Reputation: 647
I'm facing an issue trying to scrape datas on the web with puppeteer and querySelector.
I have a nodeJS WebServer that handle a post query, and then call a function to scrape the datas. I'm sending 2 parameters (postBlogUrl & postDomValue).
PostDomValue will contains as string the selector I'm trying to fetch datas from, for example: [itemprop='articleBody'].
If I manually suggest the selector ([itemprop='articleBody']), everything is working well, I'm able to retrieve datas, but if i use the postDomValue var, nothing is returned.
I already tried to escape the var using CSS.escape(postDomValue), but no luck.

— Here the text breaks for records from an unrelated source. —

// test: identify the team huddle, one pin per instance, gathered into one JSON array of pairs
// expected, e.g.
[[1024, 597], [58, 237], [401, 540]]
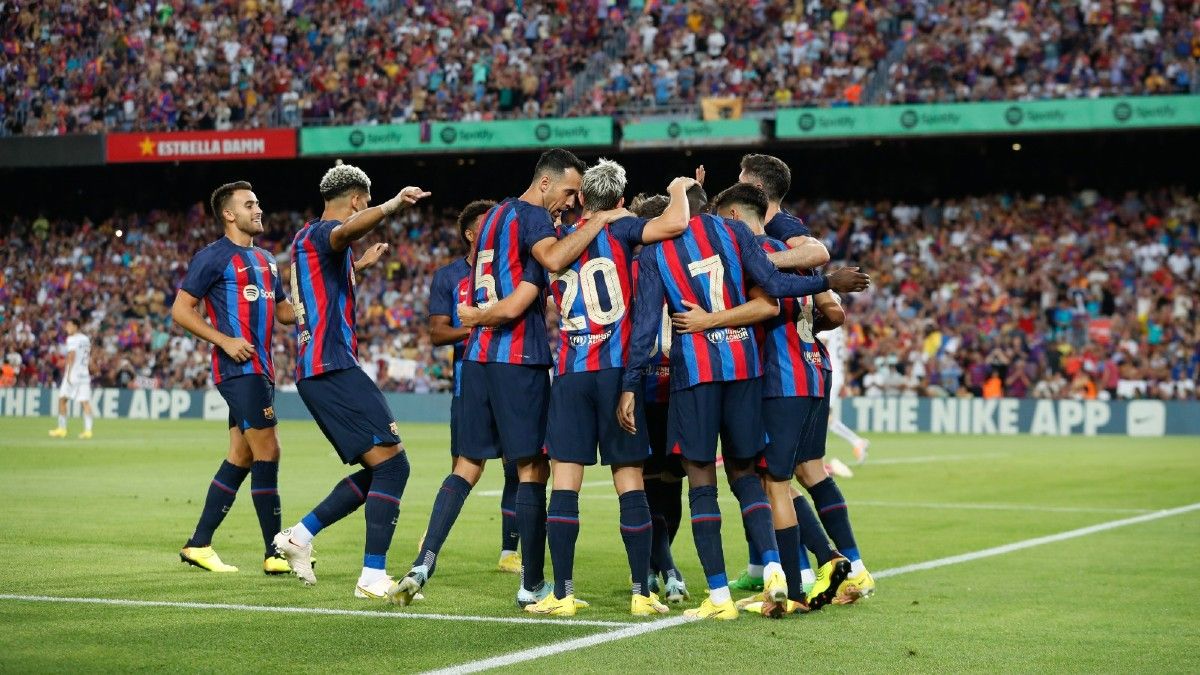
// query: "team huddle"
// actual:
[[683, 322]]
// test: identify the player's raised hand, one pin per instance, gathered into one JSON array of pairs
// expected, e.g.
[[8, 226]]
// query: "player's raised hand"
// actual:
[[847, 280], [682, 184], [695, 320], [238, 348], [405, 198], [625, 412], [370, 257], [469, 315]]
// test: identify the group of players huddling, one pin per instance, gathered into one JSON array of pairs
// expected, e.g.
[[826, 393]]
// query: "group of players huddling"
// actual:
[[706, 334]]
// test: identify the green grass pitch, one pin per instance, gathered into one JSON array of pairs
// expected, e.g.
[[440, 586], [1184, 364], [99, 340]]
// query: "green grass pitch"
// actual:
[[105, 519]]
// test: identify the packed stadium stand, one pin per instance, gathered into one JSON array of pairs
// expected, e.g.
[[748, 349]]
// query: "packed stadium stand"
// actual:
[[954, 309], [88, 67]]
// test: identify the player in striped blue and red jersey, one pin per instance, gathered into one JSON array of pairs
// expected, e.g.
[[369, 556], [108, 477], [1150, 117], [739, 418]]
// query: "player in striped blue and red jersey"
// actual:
[[239, 285], [593, 297], [505, 380], [715, 381], [347, 405], [450, 288], [796, 368]]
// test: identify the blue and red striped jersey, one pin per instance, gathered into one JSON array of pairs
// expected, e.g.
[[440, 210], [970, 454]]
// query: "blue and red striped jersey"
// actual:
[[451, 287], [502, 262], [594, 297], [323, 297], [709, 266], [239, 286], [784, 226], [795, 360]]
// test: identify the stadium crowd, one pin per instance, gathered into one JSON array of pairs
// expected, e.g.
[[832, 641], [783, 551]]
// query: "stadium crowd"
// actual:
[[1083, 296], [135, 65]]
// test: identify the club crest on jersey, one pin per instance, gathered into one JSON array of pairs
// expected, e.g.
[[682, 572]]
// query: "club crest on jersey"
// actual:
[[727, 335]]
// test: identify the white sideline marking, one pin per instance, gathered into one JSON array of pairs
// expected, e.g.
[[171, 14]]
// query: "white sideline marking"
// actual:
[[1035, 542], [925, 459], [318, 610], [559, 647], [970, 506], [635, 631]]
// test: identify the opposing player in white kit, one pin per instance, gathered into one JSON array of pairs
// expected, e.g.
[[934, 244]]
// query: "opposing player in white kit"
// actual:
[[76, 380], [835, 341]]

fetchBlogContent: async function(postBlogUrl, postDomValue) {
try {
const puppeteer = require('puppeteer');
const browser = await puppeteer.launch();
page = await browser.newPage();
await page.goto(postBlogUrl, {
waitUntil: 'load'
})
let description = await page.evaluate(() => {
//This works return document.querySelector("[itemprop='articleBody']").innerHTML;
//This won't return document.querySelector(postDomValue).innerHTML;
})
return description
} catch (err) {
// handle err
return err;
}
}
Upvotes: 1
Views: 428
Reputation: 4332
const description = await page.evaluate((value) =>
document.querySelector(value).innerHTML, JSON.stringify(postDomValue));
See docs on how to pass args to page.evaluate()
in puppeteer
Upvotes: 3
Reputation: 13812
If I understand correctly, the issue may be that you try to use a variable declared in the Node.js context inside an argument function of page.evaluate()
that is executed in the browser context. In such cases, you need to transfer the value of a variable as an additional argument:
let description = await page.evaluate((selector) => {
return document.querySelector(selector).innerHTML;
}, postDomValue);
See more in page.evaluate()
.
Upvotes: 2